Is It ESSENTIAL That Children Have The Opportunity To Relate To Animals?
By melanie jean juneau on April 17, 2012
The Joy of Mothering
I developed the opinion that children have a deep seated need to relate to animals while watching my own kids interact with our pets and farm animals. Since I grew up in the city, with ballet lessons, books and a only one loving cat, I was as fascinated as my kids with the arrival of tiny balls of fluff called chicks, cute piglets and tiny kittens.We all gathered around excitedly, not wanting to miss anything.
Rachel was and still is my most fervent animal lover.

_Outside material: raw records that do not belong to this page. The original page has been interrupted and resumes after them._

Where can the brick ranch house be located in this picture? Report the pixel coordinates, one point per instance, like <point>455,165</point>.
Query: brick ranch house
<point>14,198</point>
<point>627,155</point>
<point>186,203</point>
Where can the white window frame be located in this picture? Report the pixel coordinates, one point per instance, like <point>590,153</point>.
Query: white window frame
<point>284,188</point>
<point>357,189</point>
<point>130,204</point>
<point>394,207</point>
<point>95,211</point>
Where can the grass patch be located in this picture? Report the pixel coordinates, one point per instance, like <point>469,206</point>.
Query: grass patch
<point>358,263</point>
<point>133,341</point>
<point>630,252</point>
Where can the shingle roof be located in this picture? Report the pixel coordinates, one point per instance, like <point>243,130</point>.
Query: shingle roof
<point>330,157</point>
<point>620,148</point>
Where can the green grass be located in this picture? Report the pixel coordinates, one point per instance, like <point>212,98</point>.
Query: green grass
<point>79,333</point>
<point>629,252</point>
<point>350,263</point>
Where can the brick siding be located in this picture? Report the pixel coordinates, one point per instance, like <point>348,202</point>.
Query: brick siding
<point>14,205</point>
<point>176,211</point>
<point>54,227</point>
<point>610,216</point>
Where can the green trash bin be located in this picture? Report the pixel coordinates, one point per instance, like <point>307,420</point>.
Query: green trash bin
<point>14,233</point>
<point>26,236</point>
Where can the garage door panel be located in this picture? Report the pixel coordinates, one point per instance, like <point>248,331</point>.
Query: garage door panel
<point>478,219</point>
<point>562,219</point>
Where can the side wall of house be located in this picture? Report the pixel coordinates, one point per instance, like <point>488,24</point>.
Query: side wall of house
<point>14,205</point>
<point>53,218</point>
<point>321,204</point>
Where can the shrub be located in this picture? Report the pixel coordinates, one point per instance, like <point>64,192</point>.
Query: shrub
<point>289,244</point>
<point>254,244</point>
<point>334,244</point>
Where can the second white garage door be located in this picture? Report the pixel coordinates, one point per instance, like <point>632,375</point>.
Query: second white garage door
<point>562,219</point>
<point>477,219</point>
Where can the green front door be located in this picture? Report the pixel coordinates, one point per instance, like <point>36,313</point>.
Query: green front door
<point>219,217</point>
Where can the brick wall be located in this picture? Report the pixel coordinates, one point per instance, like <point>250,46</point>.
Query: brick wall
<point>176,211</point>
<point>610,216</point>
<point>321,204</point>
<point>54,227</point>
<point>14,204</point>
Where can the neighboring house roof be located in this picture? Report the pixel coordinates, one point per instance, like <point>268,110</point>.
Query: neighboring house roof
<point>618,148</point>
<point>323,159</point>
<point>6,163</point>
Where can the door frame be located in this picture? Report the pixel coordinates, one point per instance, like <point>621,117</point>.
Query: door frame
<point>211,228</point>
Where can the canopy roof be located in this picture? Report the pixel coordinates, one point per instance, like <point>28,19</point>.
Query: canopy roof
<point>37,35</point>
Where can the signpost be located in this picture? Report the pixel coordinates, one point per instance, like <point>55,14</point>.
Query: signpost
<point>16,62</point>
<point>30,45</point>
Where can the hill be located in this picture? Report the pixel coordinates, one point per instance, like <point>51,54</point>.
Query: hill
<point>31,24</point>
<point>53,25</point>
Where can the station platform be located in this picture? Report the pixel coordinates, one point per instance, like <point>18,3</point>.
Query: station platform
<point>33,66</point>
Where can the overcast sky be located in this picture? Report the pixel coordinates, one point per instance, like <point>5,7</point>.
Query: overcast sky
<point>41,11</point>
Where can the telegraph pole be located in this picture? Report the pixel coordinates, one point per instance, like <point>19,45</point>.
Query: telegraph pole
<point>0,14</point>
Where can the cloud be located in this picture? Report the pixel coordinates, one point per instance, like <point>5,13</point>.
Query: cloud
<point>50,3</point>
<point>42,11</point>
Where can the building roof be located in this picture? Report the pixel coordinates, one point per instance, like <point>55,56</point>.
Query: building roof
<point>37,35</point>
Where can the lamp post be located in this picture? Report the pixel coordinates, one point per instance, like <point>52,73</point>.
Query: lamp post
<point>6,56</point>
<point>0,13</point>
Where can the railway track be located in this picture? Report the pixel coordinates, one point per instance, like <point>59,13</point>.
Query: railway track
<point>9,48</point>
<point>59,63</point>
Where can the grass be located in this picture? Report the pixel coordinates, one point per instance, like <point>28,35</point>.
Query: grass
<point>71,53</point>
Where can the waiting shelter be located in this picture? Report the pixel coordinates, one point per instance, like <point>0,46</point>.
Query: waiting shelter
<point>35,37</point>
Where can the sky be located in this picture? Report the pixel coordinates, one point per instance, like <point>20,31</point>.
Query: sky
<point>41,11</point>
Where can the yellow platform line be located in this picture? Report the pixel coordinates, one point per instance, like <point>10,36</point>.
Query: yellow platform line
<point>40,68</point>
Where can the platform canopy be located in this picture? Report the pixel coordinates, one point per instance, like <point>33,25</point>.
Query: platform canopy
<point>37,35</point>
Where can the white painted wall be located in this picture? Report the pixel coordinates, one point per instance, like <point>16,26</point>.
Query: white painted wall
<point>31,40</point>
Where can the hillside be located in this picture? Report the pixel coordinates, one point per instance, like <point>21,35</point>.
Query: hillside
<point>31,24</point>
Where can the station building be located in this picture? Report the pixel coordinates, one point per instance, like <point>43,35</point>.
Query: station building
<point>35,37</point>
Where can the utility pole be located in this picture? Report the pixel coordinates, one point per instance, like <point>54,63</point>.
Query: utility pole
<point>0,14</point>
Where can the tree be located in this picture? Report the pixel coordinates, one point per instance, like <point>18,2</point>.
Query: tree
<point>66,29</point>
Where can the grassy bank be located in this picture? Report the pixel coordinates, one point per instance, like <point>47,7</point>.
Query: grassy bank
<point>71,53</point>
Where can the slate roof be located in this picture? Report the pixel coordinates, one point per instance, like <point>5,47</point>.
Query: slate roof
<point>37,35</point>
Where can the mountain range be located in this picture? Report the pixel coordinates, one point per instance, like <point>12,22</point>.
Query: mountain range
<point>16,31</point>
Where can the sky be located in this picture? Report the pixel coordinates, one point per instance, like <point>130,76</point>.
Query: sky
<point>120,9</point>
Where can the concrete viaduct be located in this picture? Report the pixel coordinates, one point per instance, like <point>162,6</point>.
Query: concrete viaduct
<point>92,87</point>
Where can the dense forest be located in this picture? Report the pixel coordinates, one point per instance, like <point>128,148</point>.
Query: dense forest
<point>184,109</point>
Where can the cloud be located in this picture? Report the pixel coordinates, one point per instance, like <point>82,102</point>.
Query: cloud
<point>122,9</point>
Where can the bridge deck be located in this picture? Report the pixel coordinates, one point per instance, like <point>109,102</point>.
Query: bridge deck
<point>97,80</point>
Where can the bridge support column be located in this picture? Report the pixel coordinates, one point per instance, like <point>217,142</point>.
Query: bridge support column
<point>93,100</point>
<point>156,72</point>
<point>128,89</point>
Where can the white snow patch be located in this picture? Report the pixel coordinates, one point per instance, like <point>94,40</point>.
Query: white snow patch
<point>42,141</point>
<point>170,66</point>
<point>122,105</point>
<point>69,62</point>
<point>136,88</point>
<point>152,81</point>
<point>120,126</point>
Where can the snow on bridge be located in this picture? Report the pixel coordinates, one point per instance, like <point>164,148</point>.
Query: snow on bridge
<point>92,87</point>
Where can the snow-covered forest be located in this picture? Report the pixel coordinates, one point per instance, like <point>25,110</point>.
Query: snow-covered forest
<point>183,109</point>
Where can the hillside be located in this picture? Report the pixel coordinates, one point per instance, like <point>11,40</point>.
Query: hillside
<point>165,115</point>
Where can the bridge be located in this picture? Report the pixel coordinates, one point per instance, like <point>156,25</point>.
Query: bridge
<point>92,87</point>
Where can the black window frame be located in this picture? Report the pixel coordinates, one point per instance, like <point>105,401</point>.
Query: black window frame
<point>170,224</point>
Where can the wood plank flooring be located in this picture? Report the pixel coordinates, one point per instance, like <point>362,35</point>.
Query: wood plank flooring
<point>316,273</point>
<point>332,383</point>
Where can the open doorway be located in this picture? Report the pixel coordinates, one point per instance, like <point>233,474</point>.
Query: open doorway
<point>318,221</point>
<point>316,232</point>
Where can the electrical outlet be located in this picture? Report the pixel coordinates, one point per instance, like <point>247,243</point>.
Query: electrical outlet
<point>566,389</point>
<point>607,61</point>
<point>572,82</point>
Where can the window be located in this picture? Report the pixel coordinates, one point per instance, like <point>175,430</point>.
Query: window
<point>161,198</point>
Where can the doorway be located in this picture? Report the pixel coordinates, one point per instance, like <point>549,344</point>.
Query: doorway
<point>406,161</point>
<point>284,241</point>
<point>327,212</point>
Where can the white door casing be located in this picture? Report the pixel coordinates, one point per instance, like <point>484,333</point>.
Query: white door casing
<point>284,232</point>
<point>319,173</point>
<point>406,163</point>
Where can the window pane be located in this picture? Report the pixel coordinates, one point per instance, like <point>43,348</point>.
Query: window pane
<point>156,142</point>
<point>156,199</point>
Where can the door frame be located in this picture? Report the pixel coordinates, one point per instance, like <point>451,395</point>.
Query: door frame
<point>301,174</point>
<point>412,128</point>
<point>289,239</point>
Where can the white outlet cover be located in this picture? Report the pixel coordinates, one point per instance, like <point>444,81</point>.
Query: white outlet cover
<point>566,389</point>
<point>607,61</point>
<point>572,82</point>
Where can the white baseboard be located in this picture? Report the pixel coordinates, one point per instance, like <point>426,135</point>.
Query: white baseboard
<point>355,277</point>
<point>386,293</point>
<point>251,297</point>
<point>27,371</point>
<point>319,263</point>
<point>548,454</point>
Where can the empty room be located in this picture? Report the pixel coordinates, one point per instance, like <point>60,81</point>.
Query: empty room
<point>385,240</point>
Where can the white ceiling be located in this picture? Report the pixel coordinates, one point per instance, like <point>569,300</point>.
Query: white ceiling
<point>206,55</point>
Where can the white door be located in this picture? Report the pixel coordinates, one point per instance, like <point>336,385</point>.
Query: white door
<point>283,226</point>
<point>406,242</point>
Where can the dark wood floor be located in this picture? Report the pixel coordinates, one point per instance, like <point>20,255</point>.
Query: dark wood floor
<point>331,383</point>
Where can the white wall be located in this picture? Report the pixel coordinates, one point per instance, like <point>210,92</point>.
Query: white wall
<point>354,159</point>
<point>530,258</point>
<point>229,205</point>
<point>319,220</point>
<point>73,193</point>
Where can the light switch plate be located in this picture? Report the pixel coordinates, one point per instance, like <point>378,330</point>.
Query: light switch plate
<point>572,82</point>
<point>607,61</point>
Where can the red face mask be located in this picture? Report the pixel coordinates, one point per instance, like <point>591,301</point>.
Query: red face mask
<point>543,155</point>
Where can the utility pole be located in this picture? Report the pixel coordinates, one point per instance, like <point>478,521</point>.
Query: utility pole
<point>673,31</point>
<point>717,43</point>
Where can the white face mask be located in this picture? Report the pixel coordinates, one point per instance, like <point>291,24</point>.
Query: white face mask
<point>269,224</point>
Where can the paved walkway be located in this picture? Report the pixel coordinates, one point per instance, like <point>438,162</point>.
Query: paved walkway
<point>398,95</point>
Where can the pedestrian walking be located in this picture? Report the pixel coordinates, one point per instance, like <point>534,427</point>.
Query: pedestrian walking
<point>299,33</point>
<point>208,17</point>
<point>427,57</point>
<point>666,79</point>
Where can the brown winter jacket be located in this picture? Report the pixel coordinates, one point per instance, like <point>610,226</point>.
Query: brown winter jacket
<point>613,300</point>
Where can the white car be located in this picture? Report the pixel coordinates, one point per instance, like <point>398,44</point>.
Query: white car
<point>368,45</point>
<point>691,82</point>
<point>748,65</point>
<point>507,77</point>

Before she could even walk, she exhibited an obsession to find, crawl after, grab and squeeze any and all animals. It was a passionate love for animals, I would say. She could barely talk, so to communicate her desire to hold the hamster for example, her hands would frantically open and close and she would utter soft little grunts as she pleaded, with big chocolate brown eyes, for the cage to be opened . When Rachel realized that she would finally get to hold the hamster, her hand would literally shake with excitement and anticipation.
Needless to say either I or one of the older siblings had to supervise Rachel because she would tend to squeeze Hammy till his eyes stated to bulge out. Then the cry would arise, "Rachel's squeezing Hammy again. Come quickly!"